The demand for mental health services among children and adolescents has surged by over a quarter since the onset of the COVID-19 pandemic, persisting even as telehealth usage stabilized, reveals a recent study by the RAND Corporation
Concurrently, the demand for mental health services witnessed a 22% rise. Telehealth services for pediatric patients experienced a staggering 30-fold surge in the initial months of the pandemic and remained 23 times higher than usual by August 2022, despite in-person care recovering to 75% of pre-pandemic levels.

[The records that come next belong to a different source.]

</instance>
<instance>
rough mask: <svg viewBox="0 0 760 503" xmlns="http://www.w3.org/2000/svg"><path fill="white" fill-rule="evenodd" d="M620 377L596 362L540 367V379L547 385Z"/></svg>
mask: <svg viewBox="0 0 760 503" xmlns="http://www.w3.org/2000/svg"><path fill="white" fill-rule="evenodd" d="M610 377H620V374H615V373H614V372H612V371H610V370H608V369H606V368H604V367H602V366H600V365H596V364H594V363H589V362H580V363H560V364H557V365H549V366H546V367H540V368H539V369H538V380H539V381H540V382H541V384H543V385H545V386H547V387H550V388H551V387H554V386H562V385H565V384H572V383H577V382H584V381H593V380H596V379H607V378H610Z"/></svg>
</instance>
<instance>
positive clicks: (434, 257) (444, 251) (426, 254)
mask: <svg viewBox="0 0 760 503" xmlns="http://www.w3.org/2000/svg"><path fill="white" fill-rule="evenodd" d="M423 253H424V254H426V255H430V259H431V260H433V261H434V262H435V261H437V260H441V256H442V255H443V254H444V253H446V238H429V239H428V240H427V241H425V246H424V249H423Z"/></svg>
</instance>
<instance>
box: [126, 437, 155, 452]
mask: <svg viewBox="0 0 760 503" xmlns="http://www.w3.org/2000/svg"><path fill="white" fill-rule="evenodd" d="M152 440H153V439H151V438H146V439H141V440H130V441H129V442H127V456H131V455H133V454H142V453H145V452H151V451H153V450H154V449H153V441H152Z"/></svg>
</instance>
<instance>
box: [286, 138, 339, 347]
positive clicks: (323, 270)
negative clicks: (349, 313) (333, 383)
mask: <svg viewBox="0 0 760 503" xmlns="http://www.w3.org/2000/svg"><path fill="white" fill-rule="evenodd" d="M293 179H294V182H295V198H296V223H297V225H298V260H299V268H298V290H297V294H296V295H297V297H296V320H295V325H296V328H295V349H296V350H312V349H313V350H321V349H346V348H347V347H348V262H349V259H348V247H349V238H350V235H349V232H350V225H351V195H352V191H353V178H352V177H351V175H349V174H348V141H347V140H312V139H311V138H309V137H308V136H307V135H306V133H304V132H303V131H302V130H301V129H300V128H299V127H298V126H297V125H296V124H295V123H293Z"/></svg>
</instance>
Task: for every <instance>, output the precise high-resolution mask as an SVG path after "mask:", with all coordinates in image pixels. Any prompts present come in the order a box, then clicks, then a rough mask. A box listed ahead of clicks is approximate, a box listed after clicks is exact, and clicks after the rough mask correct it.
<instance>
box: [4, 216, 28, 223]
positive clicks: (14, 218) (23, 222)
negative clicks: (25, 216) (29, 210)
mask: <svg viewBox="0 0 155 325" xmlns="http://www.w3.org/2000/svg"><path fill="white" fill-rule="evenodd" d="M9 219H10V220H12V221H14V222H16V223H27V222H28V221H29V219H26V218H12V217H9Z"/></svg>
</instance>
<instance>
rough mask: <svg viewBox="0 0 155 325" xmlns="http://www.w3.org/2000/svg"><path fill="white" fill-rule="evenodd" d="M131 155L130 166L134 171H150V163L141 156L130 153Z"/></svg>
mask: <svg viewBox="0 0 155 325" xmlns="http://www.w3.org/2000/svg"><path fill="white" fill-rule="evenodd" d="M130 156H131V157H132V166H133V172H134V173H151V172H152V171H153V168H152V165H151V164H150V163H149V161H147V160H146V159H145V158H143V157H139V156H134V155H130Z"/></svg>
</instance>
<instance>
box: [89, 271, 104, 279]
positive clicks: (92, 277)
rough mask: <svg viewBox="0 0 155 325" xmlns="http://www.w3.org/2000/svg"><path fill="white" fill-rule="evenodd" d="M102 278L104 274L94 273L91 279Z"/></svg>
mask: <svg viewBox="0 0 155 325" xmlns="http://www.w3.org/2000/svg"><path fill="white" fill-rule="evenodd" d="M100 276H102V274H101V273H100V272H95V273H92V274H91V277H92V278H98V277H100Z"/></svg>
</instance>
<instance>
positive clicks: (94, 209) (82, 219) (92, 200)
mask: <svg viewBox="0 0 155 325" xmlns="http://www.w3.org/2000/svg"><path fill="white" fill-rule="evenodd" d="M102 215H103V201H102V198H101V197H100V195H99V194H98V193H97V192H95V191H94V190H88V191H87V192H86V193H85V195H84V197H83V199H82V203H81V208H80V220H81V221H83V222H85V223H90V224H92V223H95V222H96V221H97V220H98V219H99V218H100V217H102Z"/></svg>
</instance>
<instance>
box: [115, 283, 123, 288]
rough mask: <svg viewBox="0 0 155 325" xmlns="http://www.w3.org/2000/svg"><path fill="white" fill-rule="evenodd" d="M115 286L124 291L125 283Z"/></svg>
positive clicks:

The findings, published in JAMA Network Open, underscore the crucial role of telehealth in pediatric mental health care during and beyond the pandemic.
The study scrutinized claims from 1.9 million children and adolescents covered by commercial insurance from January 2019 to August 2022. The most prevalent mental health diagnoses were anxiety disorders, adjustment disorder, attention-deficit/hyperactivity disorder, major depressive disorder, and conduct disorder.
Notably, in the acute phase of the pandemic (March 2020 to December 2020), in-person mental health services for pediatric patients saw a 42% decline, while tele-mental health services surged approximately 30-fold compared to the preceding year. Overall, demand for mental health services usage rose by 13% during this period.
As vaccines became available in December 2020, there was a gradual uptick in both in-person and telehealthcare spending rates
By August 2022, in-person mental services had rebounded to 75% of pre-pandemic levels, while telehealth remained 23 times higher. Overall, mental health service utilization in August 2022 was nearly 22% higher than pre-pandemic levels.
Treatment for ADHD, anxiety disorders, and adjustment disorders constituted the majority of visits and spending throughout the study periods. The study’s lead author, Mariah M. Kalmin, emphasized that as evidence mounts regarding telehealth’s effectiveness in delivering mental health treatment for children and youths, these findings have far-reaching implications for the sustainability of telehealth beyond the pandemic. Dena Bravata, a study co-author and senior scientific advisor, stressed the significance of addressing the escalating demand for mental health services for children with mental health conditions for the well-being of both caregivers and dependents.